In 1999, the United Nations designated the date of their murders (Nov. 25) as International Day for the Elimination of Violence Against Women.
Bautista says it is important for young people, all young people, to know their origins.
He is 65 and was a baby living in the Dominican capital, Santa Domingo, when the Mirabals were murdered.
As a boy, growing up, he knew their story. Everyone in the Dominican Republic knew the sisters’ story, and people knew first-hand the hardship experienced under the Trujillo regime which stretched back to the 1930s.
Tralci, who is originally from Venezuela, says people in her former country have also lived under dictatorship.
Jenny Garcia feels honored to have Minou visit the center.
Minou was only 4 years old when her mother and aunts were ambushed by the Trujillo hit squad.
The three sisters were returning with their driver, Rufino de la Cruz, from a visit to a prison where Minerva’s and Maria Teresa’s husbands were being held for their opposition to Trujillo.
On the road their car was stopped by Trujillo secret police who clubbed and strangled them and the driver, placed them in the vehicle and ran it off a cliff to make the murdered women and man look like accident victims.
A fourth Mirabal sister, Dede, who had not been politically active, raised the six children of her slain sisters and her three children.
Dede, who died in 2014, wrote “Alive in Their Garden,” in 2009 and started a museum in the sisters’ hometown, Conuco, to tell their story.
Minou says Dede was a second mother to her.
Ingrid Castillo knows Minou through family connections, and, here in the park, calls her and places her on speaker phone for an interview.
Minou lives in the Dominican Republic, where she has been a member of Congress and an international activist on behalf of women’s rights.
She was last in Lawrence about six years ago.
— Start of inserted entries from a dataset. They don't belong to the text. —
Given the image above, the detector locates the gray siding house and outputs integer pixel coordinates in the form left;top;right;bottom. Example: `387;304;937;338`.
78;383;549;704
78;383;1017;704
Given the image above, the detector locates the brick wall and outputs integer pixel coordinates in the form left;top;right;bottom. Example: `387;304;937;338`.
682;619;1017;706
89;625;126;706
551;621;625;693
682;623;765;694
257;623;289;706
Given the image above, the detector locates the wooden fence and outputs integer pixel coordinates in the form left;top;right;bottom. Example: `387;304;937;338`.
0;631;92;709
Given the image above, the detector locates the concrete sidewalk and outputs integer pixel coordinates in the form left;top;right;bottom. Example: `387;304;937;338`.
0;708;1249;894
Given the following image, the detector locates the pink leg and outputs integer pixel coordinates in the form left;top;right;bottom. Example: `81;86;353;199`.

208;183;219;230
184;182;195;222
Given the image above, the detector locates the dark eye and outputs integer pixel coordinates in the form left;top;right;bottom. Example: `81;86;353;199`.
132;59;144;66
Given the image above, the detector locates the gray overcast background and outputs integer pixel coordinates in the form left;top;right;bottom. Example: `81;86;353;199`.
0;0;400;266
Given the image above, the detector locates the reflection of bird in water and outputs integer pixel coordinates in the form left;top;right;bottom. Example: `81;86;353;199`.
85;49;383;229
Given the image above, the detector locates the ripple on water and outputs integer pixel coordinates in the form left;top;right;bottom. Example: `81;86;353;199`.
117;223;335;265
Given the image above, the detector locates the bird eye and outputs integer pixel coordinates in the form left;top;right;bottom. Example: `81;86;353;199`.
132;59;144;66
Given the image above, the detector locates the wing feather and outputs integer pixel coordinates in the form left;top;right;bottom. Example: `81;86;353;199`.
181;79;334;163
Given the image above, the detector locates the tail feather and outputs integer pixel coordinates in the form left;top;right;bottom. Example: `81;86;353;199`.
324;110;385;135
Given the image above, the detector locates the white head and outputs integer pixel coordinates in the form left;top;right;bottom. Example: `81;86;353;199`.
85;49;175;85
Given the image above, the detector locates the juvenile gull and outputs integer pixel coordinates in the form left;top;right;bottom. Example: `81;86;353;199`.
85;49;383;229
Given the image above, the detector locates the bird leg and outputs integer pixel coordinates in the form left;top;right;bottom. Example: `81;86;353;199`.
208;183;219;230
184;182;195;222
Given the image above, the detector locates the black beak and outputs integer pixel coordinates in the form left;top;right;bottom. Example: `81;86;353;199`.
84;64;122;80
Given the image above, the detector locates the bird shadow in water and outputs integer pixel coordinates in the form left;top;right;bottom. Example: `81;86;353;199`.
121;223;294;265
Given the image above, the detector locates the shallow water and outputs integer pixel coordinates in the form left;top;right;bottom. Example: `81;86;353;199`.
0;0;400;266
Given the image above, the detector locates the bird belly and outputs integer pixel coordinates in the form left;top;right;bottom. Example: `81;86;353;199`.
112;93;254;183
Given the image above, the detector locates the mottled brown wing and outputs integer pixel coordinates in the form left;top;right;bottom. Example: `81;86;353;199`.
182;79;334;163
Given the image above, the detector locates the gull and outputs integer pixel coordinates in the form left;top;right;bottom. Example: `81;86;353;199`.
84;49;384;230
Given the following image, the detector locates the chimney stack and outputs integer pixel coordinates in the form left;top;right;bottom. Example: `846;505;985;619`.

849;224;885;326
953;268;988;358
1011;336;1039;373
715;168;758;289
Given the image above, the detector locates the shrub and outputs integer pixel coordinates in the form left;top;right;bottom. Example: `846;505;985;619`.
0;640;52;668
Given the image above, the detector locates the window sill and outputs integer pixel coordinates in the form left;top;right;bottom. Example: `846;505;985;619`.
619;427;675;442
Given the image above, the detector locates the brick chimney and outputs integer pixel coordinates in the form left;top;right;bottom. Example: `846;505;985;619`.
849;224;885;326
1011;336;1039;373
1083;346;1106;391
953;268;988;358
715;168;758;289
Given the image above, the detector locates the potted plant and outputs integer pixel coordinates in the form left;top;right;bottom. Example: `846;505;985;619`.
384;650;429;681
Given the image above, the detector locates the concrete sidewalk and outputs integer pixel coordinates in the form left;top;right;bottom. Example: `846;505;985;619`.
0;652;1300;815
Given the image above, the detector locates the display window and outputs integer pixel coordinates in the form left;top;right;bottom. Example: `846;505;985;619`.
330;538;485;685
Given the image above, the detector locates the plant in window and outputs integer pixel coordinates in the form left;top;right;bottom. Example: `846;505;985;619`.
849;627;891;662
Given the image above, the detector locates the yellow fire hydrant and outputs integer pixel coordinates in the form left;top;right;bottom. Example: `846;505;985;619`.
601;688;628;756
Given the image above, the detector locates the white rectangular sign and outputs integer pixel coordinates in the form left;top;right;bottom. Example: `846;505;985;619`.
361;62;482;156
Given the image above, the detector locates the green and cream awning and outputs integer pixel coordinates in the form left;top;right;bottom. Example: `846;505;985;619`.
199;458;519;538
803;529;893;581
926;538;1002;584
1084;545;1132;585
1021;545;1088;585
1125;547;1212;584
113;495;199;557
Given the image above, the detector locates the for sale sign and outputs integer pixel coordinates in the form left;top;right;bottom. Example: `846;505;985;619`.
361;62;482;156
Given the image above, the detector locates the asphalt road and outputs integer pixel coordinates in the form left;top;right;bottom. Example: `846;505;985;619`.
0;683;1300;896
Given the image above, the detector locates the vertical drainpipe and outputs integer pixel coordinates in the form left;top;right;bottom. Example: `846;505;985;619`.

She said Dede told her sisters’ story as an unrelenting cry from her heart.
When she learned of their deaths she cried out that Trujillo had them murdered.
“Everybody tried to stop her and they couldn’t,” Minou said. “And she never stopped until the last day of her life. She told the story to everybody. Kids, grown up people, Dominicans, foreigners.”
Minou has continued telling the sisters’ story.
Earlier this day she was at the museum dedicated to Las Mariposas.
The museum receives 90,000 visitors each year.
Minou has also written about The Butterflies and spoken about them at college and other venues in the Dominican Republic and the United States.
She and others want new generations from all backgrounds and cultures who are unfamiliar with Las Mariposas to learn from their ideals, struggle and deaths; and to defend democracy and reject dictatorships.